# Equalizer Hitch



## inhisfire (Jul 21, 2008)

Hi,
I had seen that alot of you use the equilizer hitch and I had a couple questions. There are two places on my hitch for sway control and the dealer installed one but from what I read there is not a need for one at all, so why does eq put places to add them. Also how do you accurately set your hitch. I have tinkered with it but not reallly sure the precise way to set it? Not sure about the spacers and all that on the ball?? How do you know if it perfectley level?









Thanks,
John


----------



## 3LEES (Feb 18, 2006)

Here are the installation instructions for the Equal-i-zer hitch:

Instructions

I have reinstalled my Equal-i-zer twice...once when I changed vehicles and once when I changed the OEM hitch.
It's not hard, just read the instructions carefully and follow them.

Dan


----------



## GarethsDad (Apr 4, 2007)

I think that their might be some confusion between the brand Equal-i-zer WD system and a equilizing WD hitch. The Equal-i-zer has built in sway control in its design. A equilizing hitch needs to have a friction sway control added to the side of the setup ( http://www.etrailer.com/pc-SC~3400.htm ). James


----------



## countrygirl (Apr 9, 2006)

GarethsDad said:


> I think that their might be some confusion between the brand Equal-i-zer WD system and a equilizing WD hitch. The Equal-i-zer has built in sway control in its design. A equilizing hitch needs to have a friction sway control added to the side of the setup ( http://www.etrailer.com/pc-SC~3400.htm ). James


Hey thanks for the friend invite. Love you personal website.

I think you need to frind some really level ground. Next measure the distance of the grount to the bottom edge of your front and rear bumper and write them down. Then measure the distances again with the Outback hooked to your tow vwhicle. Did it change...if the back went down and the front went up you need a wdh. Hope this helps.


----------



## mswalt (Sep 14, 2004)

Have to agree with Gareth's Dad. The Equalizer hitch has sway control as part of the hitch itself, not somethng you add on later.

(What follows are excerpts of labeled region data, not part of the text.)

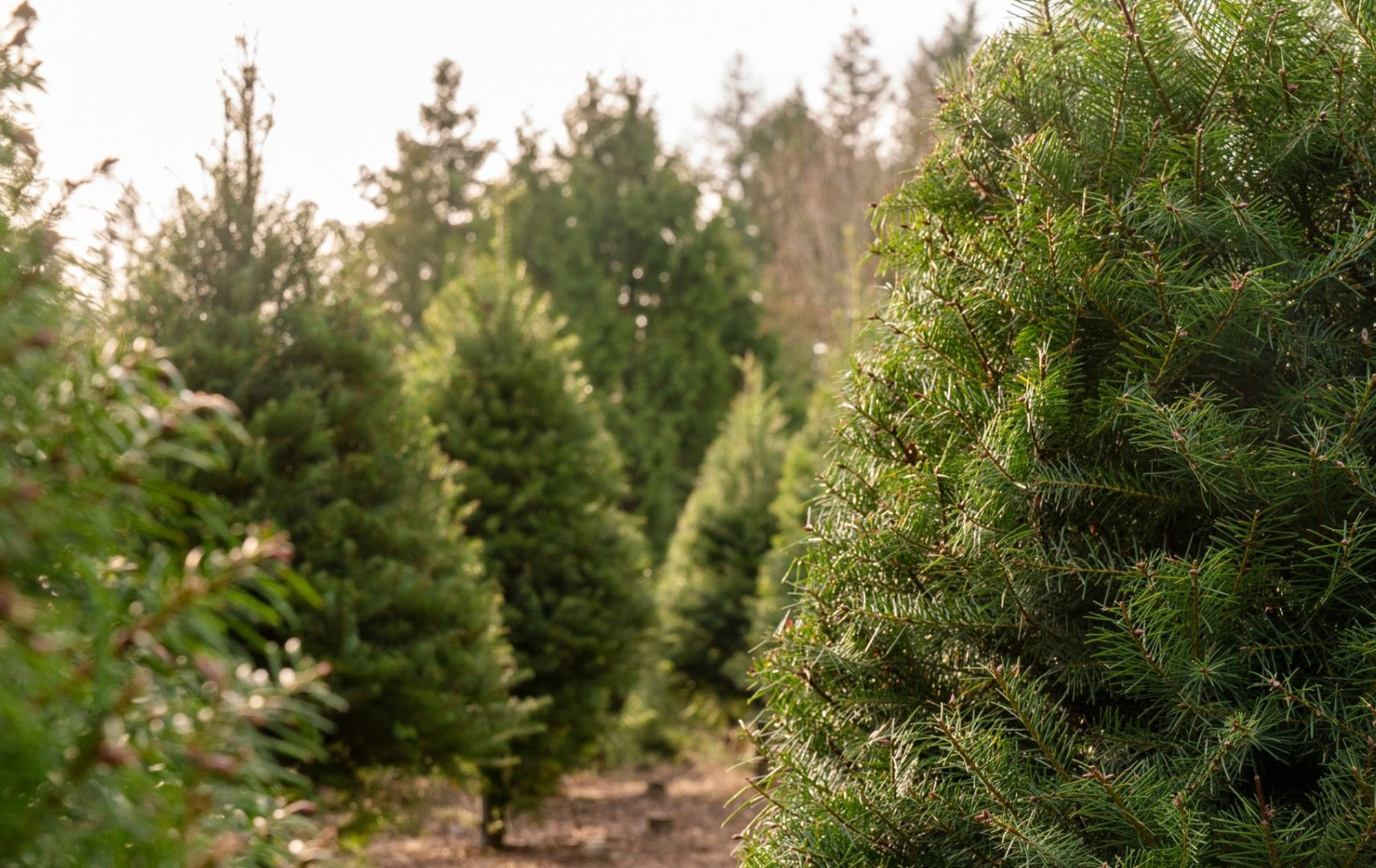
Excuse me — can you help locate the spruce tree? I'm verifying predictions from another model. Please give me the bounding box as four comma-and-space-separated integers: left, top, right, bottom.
751, 380, 837, 642
508, 78, 765, 552
659, 358, 787, 703
125, 63, 516, 770
894, 0, 980, 172
359, 61, 497, 327
0, 15, 327, 865
744, 0, 1376, 867
414, 257, 649, 843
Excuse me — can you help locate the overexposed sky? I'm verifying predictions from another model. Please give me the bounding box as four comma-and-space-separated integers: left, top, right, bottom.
30, 0, 1011, 248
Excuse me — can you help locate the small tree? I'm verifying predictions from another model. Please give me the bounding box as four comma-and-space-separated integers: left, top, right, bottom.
0, 13, 327, 865
744, 0, 1376, 867
659, 358, 787, 703
125, 52, 516, 770
359, 61, 497, 327
508, 78, 765, 553
894, 0, 981, 172
751, 380, 838, 641
414, 259, 649, 843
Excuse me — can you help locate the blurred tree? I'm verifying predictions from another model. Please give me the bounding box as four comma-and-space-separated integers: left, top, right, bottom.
823, 23, 890, 158
659, 358, 787, 706
710, 26, 889, 404
0, 12, 329, 865
894, 0, 981, 172
125, 51, 517, 770
509, 78, 766, 552
359, 61, 497, 327
414, 257, 649, 845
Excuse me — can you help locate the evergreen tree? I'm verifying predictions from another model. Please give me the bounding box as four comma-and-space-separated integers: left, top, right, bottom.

I have mine set as high up on the brackets as I can get them for my Suburban. Rides very well. When I use my Silverado, however, the nose is a little high. Can't switch them out each time, so I just leave it. It takes some practice to get your rig level and adjusted correctly. Follow the instructions and you'll get it.

Good luck.

Mark


----------



## inhisfire (Jul 21, 2008)

Mine is a equalizer II hitch!! God Bless!!



GarethsDad said:


> I think that their might be some confusion between the brand Equal-i-zer WD system and a equilizing WD hitch. The Equal-i-zer has built in sway control in its design. A equilizing hitch needs to have a friction sway control added to the side of the setup ( http://www.etrailer.com/pc-SC~3400.htm ). James


----------



## inhisfire (Jul 21, 2008)

Sounds good. I had the type that had the chains but this one had the holes and heavy duty pins to adjust..



mswalt said:


> Have to agree with Gareth's Dad. The Equalizer hitch has sway control as part of the hitch itself, not somethng you add on later.
> 
> I have mine set as high up on the brackets as I can get them for my Suburban. Rides very well. When I use my Silverado, however, the nose is a little high. Can't switch them out each time, so I just leave it. It takes some practice to get your rig level and adjusted correctly. Follow the instructions and you'll get it.
> 
> ...


----------



## inhisfire (Jul 21, 2008)

Thanks for the comments!! I appreciate your input!! God Bless!!



countrygirl said:


> I think that their might be some confusion between the brand Equal-i-zer WD system and a equilizing WD hitch. The Equal-i-zer has built in sway control in its design. A equilizing hitch needs to have a friction sway control added to the side of the setup ( http://www.etrailer.com/pc-SC~3400.htm ). James


Hey thanks for the friend invite. Love you personal website.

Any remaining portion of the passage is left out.